Saturday, July 28, 2012

Exploding Heads

In her blog post Copyright Laws and Why My Head May Explode, "jediane9," after reading about Roni Loren's financial settlement with an unnamed photographer for displaying his photo on her blog without permission, bemoans "copyright trolls."
Larger companies actually hire people called “infringement trolls” to scope the web looking for photos used without permission. And really, all those infringement trolls have to do is go to Pinterest, because that site is about 99% copyright infringement.
It's always the same arguments. Victims of copyright infringement are vilified; they're supposed to be nice, and write a polite note asking for the infringing material to be removed.
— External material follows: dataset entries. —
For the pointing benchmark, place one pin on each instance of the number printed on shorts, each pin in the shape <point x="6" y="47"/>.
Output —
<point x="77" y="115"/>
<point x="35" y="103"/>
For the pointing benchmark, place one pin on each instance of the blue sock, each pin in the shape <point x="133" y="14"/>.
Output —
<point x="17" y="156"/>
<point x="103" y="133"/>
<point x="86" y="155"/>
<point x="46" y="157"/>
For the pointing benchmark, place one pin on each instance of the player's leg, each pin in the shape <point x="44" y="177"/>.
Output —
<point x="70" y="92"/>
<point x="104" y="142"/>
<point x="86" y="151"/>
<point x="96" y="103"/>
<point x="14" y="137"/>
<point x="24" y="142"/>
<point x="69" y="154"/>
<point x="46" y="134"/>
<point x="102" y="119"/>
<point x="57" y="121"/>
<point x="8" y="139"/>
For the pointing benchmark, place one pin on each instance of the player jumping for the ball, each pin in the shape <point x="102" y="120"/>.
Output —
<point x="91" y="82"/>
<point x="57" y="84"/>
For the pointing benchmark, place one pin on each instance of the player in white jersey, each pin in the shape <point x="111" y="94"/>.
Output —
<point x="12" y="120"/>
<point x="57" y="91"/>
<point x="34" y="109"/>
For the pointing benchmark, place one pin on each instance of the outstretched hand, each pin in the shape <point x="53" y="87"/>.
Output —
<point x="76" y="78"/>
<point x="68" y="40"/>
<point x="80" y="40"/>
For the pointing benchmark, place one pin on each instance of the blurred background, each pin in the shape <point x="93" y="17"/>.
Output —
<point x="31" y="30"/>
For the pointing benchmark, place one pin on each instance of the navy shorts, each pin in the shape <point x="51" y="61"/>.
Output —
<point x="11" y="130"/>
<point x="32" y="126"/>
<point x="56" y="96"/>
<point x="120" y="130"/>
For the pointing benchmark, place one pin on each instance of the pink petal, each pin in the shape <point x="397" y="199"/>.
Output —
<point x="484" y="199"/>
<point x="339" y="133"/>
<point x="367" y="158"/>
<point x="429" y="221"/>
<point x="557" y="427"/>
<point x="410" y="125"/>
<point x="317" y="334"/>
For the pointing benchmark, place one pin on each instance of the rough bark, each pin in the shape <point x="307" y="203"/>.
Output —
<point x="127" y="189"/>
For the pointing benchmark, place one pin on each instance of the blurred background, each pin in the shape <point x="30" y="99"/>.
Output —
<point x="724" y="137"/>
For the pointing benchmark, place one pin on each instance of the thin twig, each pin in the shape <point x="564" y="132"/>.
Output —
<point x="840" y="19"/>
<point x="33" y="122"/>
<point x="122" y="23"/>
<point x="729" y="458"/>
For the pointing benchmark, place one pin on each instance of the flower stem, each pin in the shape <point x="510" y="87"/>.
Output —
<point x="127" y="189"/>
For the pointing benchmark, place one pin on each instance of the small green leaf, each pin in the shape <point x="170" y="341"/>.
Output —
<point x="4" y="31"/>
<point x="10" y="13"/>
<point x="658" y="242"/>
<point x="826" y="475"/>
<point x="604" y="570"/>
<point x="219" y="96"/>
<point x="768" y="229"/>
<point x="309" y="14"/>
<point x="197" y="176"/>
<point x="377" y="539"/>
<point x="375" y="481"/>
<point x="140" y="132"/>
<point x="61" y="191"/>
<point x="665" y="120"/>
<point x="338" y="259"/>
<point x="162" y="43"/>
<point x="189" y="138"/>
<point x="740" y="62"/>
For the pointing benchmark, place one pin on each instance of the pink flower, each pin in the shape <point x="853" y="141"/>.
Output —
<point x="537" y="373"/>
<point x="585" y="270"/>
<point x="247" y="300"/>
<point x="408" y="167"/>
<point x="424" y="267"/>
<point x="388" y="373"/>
Infringers don't understand that the majority of photographers/artists will, in fact, rarely experience the need to go beyond a polite request or a DMCA take-down directly to the web host. Once the search for copyright infringements and serving of take-down notices becomes an onerous, repetitive and time-consuming task taking too much away from their creative efforts, they will start thinking of using the citizen speed trap that copyright laws allow them to use. That is, ask for cash compensation.
But if you post a photo of something you like, even go so far as to credit and link to the original source, how is that a bad thing? You’re not gaining anything from it, and I don’t think (re: I’m totally not sure) the artist is losing anything from it. If anything you’re helping promote their art, right?
Here we go. The "it's non-commercial use!" - "artists aren't losing!" - "but I gave proper credit!" and "it's great promotion!" mashed together in one paragraph. This exemplifies what people just don't get. It embodies the four tenets of copyright-ignorance that Pinterest is exploiting. It may be done routinely, but it's never morally right to exploit ignorance, especially not to the extent that Pinterest does.
But in all honestly, bloggers and reviewers like me only have good intentions when we post something that “belongs” to someone else.
Thoese "good intentions" come directly from the deep well of ignorance about how artists monetize their work. The road to a lawsuit and a cash settlement is paved with such good intentions.

1 comment:

Cindy Schnackel said...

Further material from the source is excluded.